Home runs don’t always go deep, but they go wide.
They’re clear, fast-paced, and designed to travel.

And while they feel like lightning strikes, they’re rarely accidents.
They’re backed by a system—PR, distribution, timing, momentum.

This hit will elude you without the horsepower to reach and convince the masses.


The Cultural Mirror

Think: People like us do things like this.
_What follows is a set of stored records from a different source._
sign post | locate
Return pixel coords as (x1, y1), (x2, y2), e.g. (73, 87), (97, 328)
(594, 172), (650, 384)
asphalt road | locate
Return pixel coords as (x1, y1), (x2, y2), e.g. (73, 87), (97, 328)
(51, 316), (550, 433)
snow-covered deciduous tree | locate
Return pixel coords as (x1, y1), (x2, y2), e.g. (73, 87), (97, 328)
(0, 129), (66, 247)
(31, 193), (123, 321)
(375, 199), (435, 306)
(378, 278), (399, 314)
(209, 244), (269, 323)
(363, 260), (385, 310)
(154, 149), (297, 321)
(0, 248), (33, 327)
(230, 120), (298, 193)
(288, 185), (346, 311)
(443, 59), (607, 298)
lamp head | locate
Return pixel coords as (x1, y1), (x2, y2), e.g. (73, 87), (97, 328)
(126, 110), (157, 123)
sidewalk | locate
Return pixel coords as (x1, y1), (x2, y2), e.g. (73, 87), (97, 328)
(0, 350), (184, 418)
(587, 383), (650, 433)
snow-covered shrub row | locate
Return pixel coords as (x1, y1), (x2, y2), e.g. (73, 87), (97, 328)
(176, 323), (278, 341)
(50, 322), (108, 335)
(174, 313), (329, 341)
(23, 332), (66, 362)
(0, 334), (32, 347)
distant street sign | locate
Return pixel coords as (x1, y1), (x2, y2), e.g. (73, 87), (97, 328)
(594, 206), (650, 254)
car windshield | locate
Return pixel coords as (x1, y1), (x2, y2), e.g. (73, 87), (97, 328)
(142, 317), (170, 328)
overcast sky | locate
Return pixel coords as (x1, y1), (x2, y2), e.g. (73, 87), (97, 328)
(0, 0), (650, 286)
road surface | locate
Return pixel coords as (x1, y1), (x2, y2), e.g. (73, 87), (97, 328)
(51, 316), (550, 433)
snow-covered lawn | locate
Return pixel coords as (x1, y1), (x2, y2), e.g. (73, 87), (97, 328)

It’s not built for the fringe or the masses.
It’s built for your people.

A restaurant that shows up in the Zagat guide because insiders keep whispering about it.
A newsletter that spreads not because it goes viral—but because it feels like what your tribe reads.

This kind of hit grows through alignment.
It syncs with the values, behaviors, and identity of a small group that likes to signal taste—and bring others with them.

This is the most durable kind of hit.
And the one most creators can actually control.


Don’t build a cult hit by accident.
Don’t chase a blockbuster if you don’t have the infrastructure to support it.
Don’t wait for your work to “go big” if it’s designed to go deep.

Ask first:
What kind of hit am I trying to make?